Bentuk pungutan liar yang beragam, terutama transaksi dengan harga di luar ketentuan, dapat terjadi dalam berbagai layanan seperti penjualan tiket atau jasa porter (pramuantar). Oleh karena itu, Pemprov DKI Jakarta telah mendirikan Unit Pelayanan Pungli di tujuh lokasi strategis selama periode mudik Idul Fitri 1446 Hijriah, dari Terminal Tanjung Priok hingga Terminal Lebak Bulus. Posko tersebut akan tersedia setiap hari hingga 31 Desember, siang dan malam, untuk melayani masyarakat.

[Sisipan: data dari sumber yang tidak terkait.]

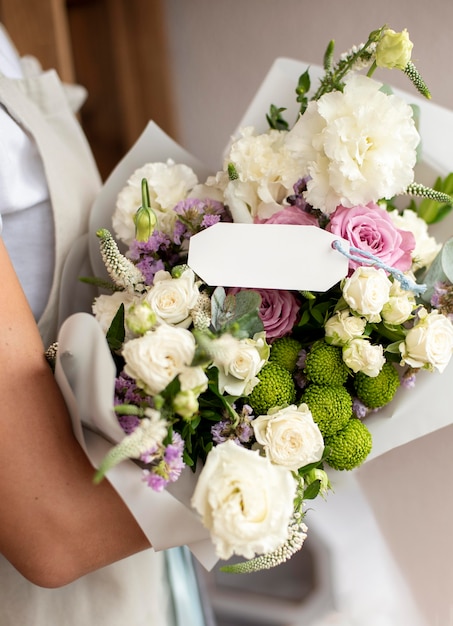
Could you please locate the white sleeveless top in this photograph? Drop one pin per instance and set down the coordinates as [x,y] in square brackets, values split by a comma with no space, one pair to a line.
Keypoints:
[38,234]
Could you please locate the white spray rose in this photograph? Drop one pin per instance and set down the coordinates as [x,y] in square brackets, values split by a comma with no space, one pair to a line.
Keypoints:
[357,146]
[168,184]
[400,305]
[238,362]
[426,246]
[154,359]
[362,356]
[366,292]
[106,306]
[171,299]
[290,436]
[429,344]
[245,501]
[343,326]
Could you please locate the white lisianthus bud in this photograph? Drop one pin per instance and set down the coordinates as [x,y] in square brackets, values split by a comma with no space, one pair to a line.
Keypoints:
[140,318]
[290,436]
[185,404]
[362,356]
[429,344]
[366,292]
[343,326]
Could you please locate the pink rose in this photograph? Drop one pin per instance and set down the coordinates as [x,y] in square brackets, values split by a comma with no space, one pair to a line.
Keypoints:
[278,311]
[290,215]
[370,228]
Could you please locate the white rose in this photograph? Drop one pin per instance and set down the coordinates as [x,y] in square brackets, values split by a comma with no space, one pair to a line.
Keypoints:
[245,501]
[168,184]
[357,145]
[342,327]
[362,356]
[366,292]
[429,344]
[154,359]
[290,436]
[171,299]
[194,379]
[238,362]
[105,307]
[426,247]
[400,305]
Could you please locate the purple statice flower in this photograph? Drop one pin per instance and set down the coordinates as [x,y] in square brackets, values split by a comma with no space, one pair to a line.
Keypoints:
[442,298]
[128,423]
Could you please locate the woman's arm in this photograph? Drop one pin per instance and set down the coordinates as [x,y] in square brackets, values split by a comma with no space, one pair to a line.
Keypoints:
[55,525]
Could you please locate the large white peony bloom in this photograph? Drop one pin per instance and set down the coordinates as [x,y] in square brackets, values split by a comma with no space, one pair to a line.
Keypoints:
[357,146]
[245,501]
[168,183]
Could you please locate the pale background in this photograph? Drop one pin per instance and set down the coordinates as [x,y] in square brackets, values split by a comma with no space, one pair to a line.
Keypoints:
[219,52]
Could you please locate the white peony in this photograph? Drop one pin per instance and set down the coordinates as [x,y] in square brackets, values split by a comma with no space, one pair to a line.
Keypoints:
[357,146]
[429,344]
[290,436]
[238,362]
[400,305]
[154,359]
[106,306]
[426,246]
[245,501]
[343,326]
[171,299]
[367,291]
[266,173]
[168,183]
[362,356]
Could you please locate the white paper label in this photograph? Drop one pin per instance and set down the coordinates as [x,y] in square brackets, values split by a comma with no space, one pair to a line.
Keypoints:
[267,256]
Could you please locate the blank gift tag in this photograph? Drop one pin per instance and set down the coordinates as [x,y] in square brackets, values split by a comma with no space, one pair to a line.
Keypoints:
[267,256]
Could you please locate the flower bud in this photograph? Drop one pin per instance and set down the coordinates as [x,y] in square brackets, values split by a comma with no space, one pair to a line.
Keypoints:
[394,50]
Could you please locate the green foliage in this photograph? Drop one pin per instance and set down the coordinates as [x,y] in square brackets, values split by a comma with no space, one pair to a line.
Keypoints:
[379,390]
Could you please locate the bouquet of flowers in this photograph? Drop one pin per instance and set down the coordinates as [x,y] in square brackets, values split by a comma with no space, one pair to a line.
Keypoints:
[258,386]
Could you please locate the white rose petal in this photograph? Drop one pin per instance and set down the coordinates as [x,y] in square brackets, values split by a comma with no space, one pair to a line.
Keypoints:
[171,299]
[245,501]
[154,359]
[362,356]
[429,344]
[366,292]
[357,146]
[290,437]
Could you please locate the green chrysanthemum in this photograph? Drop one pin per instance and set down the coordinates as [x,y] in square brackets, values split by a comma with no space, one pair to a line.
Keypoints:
[324,365]
[330,405]
[276,388]
[285,352]
[379,390]
[349,447]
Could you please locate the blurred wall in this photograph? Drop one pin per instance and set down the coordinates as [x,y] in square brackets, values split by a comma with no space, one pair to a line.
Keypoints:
[220,51]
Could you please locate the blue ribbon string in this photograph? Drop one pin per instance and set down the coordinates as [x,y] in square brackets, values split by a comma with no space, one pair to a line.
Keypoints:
[366,258]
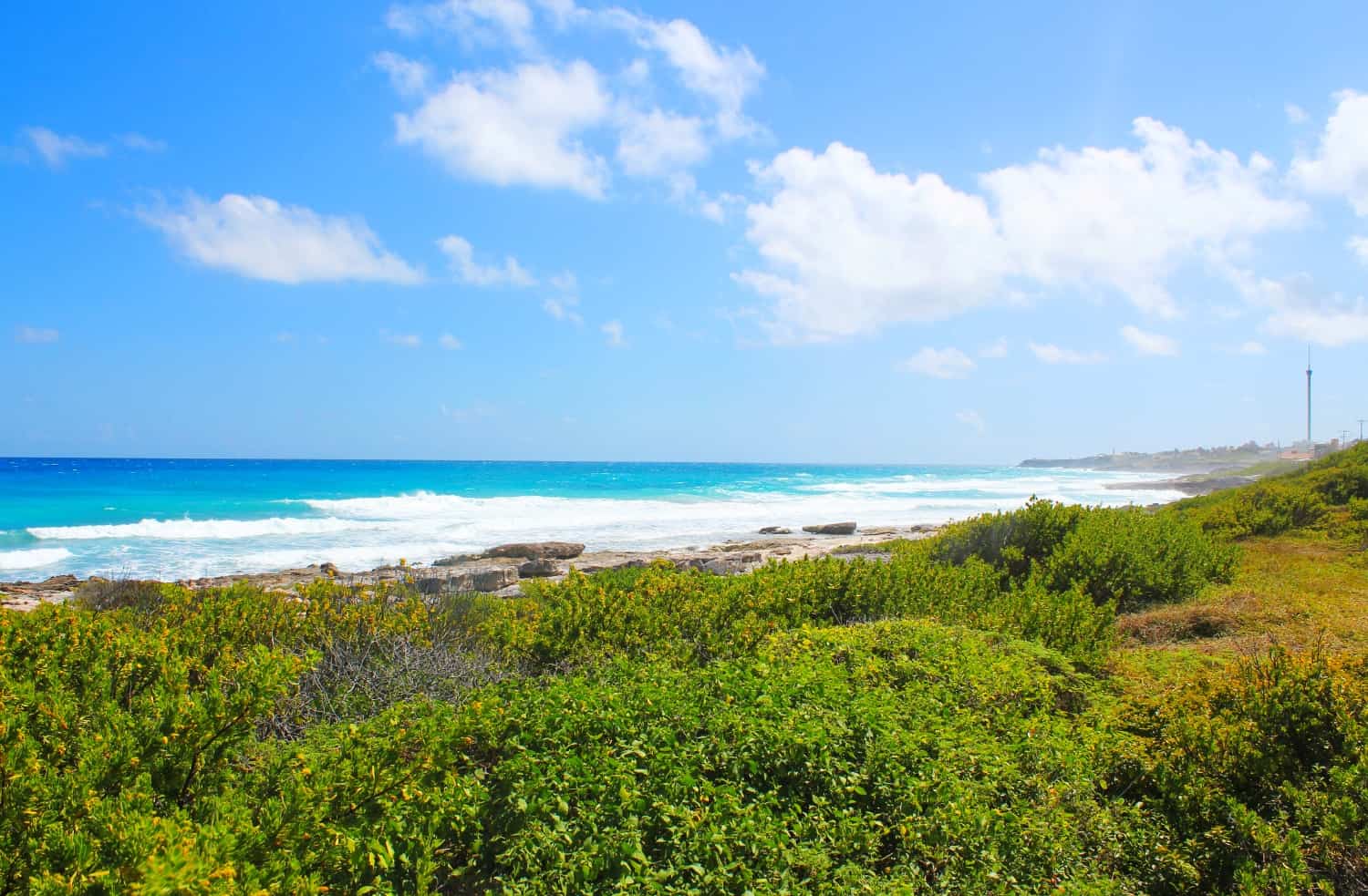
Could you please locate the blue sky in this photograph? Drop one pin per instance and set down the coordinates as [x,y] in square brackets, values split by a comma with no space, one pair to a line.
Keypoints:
[520,229]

Meskipun hingga saat ini belum ada laporan resmi mengenai aksi pungutan liar di Pelabuhan Tanjung Priok, pihak berwenang terus melakukan sosialisasi dan upaya pencegahan. Penanganan pungutan liar melibatkan berbagai unsur, mulai dari pencegahan, pembinaan, penindakan, hingga persidangan. Tunari dari Polres Metro Jakarta Utara menegaskan bahwa apabila terjadi pungutan liar, pihak berwenang akan melakukan penyelidikan dan penindakan sesuai prosedur yang berlaku.Ini adalah langkah konkret yang diambil untuk memastikan kegiatan mudik masyarakat berjalan lancar dan tertib.
Semua langkah ini diambil untuk menjaga keamanan dan kenyamanan penumpang selama musim mudik Idul Fitri 1446 Hijriah di Pelabuhan Tanjung Priok. Dengan adanya posko pelayanan dan Unit Pelayanan Pungli, diharapkan aksi pungutan liar dapat dicegah dan masyarakat dapat melakukan perjalanan tanpa adanya gangguan yang tidak diinginkan.